Unsaleable used clothing is collected and upcycled

THE REVIVAL currently sells the designs - largely individual pieces - in pop-up stores in and around Accra. The business is tiny and can only recycle a fraction of the goods that arrive in Kantamanto, because the amounts of waste are huge and there isn't enough demand for it, Yayra said. So an important task to raise awareness for THE REVIVAL is to find people suffering from clothing shortages and explore ways to help them through the upcycled garments.

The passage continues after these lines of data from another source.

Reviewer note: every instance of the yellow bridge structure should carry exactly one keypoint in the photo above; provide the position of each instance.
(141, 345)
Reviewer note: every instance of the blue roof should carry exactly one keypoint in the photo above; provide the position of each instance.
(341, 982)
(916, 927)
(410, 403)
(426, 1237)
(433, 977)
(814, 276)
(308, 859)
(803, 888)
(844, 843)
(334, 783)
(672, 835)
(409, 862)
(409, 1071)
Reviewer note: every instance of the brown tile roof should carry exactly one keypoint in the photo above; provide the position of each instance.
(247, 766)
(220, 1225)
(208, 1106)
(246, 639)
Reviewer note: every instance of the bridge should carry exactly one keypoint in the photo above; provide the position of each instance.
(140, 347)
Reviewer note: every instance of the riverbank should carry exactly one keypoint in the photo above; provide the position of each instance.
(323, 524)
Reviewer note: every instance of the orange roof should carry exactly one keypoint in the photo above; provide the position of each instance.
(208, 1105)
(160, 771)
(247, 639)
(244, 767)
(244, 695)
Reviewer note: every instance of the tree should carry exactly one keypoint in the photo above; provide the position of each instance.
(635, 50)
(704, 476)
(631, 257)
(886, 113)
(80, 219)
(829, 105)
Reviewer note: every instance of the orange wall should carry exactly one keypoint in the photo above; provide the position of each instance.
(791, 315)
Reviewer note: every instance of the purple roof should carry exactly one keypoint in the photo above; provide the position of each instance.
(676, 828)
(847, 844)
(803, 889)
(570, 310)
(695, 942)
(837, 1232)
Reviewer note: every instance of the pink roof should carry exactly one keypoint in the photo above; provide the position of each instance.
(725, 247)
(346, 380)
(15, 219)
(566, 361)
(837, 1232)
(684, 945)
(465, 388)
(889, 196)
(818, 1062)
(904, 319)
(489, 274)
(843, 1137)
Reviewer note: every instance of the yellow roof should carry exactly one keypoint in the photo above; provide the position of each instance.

In Ghana, for example, more than 80,000 pineapple pickers suffer cuts and bruises when they harvest fruit without proper safety gear - the workers have no money to buy protective clothing. So in 2020, THE REVIVAL developed protective clothing made from discarded denim imports, which the brand then donated to farmers across Ghana. The coveralls for the pickers are pieced together from old denim jackets and pants and screen-printed by THE REVIVAL with a pop-art pineapple design. The market for such garments would be huge - pineapples are grown all over Africa and the Caribbean. And the overalls are cool - they could hang in every concept store in Paris, Tokyo and London.

Denim tote from THE REVIVAL in the museum store of the Victoria & Albert Museum, London

So far, only accessories from THE REVIVAL's collection have made it back to the global north: THE REVIVAL cooperates with the Victoria & Albert Museum in London, and has designed a bag made from jeans waste for the museum store (https://www.vam.ac.uk/shop/fashion/bags-totes/recycled-denim-tote-bag-b…). Also collaborating are Central Saint Martins School (London) & London College of Fashion and The Hopenclass (Paris). And the Mediadesign Hochschule is also aiming for cross-location cooperation in the coming winter semester - in order to support the work of THE REVIVAL and make it better known, collection and marketing concepts are to be developed in various modules of the Fashion Management course. After all, everyone can contribute to the fact that less clothing waste is produced and exported to the global south by changing their own consumption behavior.